Re: Player's Edition Episode 30: Blame Canada
Chad wrote:
North Wind wrote:
I liked the "what motivates this kind of player" discussion. You could maybe explore that more in future episodes.
That's one of my favorite RPG stumps, I could totally do a whole episode about it.
I'd really like to hear that.
That was one of two parts of the episode where I disagreed hardly with you. Not with the idea that we need to help players scratch itches, but you said that the player was doing it "wrong." I don't think there is such a thing as wrong in an RPG. Nor do I think it is power gaming to create a characters 1-20 path. It gives the player an outline for the story he wants his character to have. He and the GM then fill in the details during play.

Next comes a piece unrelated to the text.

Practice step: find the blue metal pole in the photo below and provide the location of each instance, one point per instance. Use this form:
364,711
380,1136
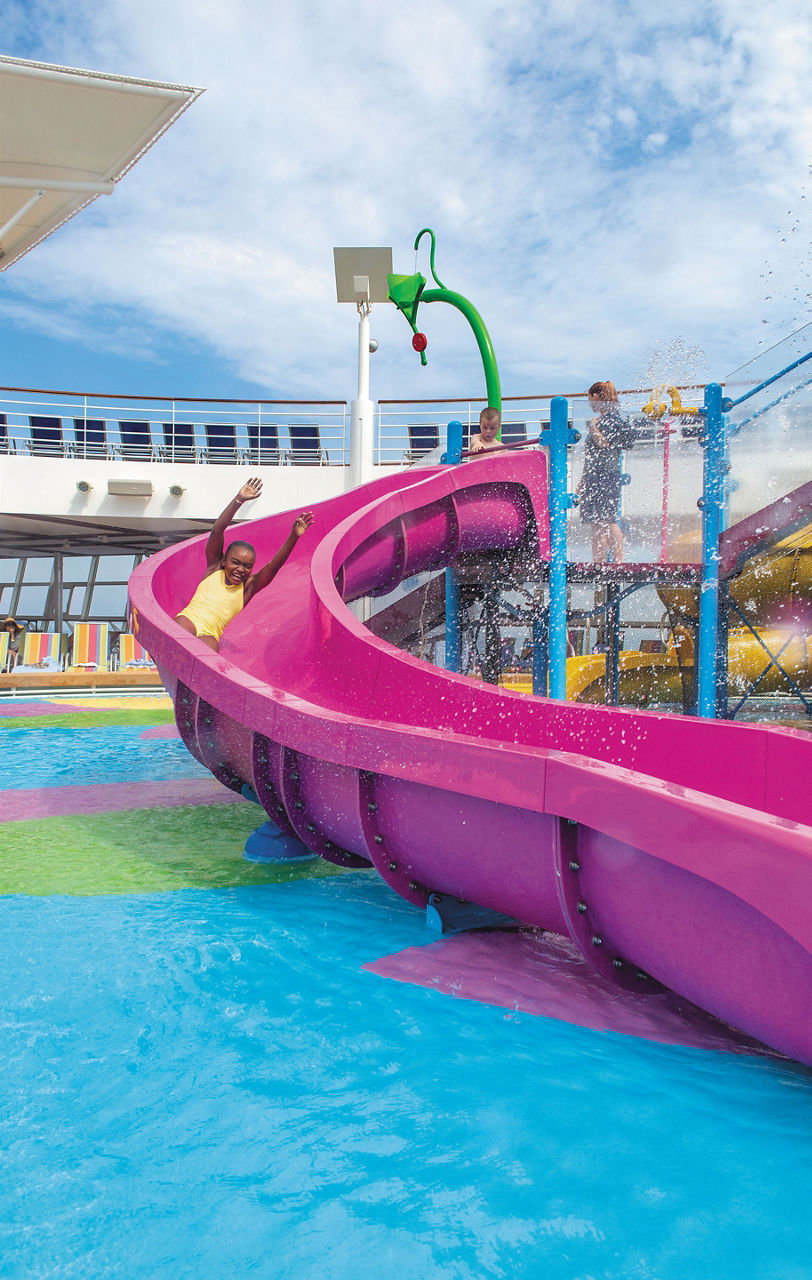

That btw is not why I want to hear the discussion, I just wanted to bring it up.
The other point was that a book full of combat meant combat was the point of the game. I had a whole argument lined up for this, but by the time I was done I had convinced myself you were right, at least about pathfinder. The point, that I still think might apply, is that combat is the most deserving of a large section. The main reason is that combat has the most immediate and often final consequences. If you fuck up in combat, your dead or at least badly injured. So you want a robust rules system so everyone thinks it's fair.
Something that I think might factor is that combat has discrete actions in a way social conflict might not. For example, A punch, thrust, 3 round burst, and chokehold are all actions that are easy to observe and separate. I feel like conversation has less of that, though it may simply be more obscured. We could define things like, laugh, smile, joke, disagree, shout, gesture, quote, ect as actions, but they aren't as separable as the above physical ones. As such defining their roles discretely may not make much sense.
What besides combat would you like to see fill a book?